Celles et ceux qui, à Royaliste, aiment la littérature albanaise et apprécient tout particulièrement l’œuvre d’Ismail Kadaré ont appris avec tristesse la mort, le 1er juin, de Yusuf Vrioni. La traduction en français de l’œuvre du grand écrivain albanais était si fidèle et si belle qu’elle faisait référence pour tous ceux qui, dans le monde, veulent faire connaître celui qui aurait dû, depuis longtemps, recevoir le prix Nobel de littérature.
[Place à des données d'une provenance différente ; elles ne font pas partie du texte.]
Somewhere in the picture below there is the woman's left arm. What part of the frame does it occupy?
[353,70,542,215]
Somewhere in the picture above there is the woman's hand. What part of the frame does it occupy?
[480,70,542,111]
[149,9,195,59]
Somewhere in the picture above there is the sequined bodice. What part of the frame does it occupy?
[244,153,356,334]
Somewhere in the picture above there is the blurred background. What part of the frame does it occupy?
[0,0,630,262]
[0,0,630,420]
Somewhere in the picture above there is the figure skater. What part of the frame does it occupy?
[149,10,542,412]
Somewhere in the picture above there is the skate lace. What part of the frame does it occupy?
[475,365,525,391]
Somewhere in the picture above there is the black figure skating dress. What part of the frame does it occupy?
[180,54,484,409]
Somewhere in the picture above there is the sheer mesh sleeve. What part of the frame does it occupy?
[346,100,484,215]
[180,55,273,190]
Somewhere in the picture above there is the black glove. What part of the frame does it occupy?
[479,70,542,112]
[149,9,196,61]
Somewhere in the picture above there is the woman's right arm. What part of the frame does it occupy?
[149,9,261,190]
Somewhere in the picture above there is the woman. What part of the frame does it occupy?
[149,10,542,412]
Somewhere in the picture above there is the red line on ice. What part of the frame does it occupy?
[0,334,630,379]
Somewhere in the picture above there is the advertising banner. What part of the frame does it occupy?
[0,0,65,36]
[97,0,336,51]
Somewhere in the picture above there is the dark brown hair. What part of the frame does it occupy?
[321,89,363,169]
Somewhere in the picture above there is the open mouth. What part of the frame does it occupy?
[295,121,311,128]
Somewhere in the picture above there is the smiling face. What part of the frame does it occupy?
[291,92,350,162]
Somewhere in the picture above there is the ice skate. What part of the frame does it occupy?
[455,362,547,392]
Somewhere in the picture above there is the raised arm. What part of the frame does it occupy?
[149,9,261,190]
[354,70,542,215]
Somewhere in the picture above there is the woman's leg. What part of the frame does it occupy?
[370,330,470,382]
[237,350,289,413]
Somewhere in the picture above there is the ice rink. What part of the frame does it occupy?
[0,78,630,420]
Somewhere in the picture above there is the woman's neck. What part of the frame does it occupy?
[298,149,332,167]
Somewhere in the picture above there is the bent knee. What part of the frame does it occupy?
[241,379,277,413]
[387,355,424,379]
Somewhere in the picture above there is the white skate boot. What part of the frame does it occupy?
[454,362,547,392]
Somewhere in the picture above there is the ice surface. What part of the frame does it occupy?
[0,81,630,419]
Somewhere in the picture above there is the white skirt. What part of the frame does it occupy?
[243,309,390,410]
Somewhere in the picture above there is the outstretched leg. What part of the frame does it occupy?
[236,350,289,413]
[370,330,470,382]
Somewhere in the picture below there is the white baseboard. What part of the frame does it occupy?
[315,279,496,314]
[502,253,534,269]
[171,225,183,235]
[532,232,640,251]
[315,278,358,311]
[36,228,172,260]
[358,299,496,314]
J’avais rencontré Yusuf Vrioni en 1993 à Tirana, lors d’un déjeuner qui réunissait, à la table de l’Ambassadeur de France, Ismaël Kadaré et une vingtaine d’autres écrivains, cinéastes et artistes albanais. Je garde le souvenir d’un grand intellectuel, magnifiquement parisien et exemplairement albanais, tout au bonheur de vivre dans sa patrie libérée de la terreur, trop élégant pour dire ses souffrances tout au long des treize années passées dans les prisons et les camps du régime d’Enver Hodja, trop humble sans doute pour faire, lui aussi, œuvre littéraire.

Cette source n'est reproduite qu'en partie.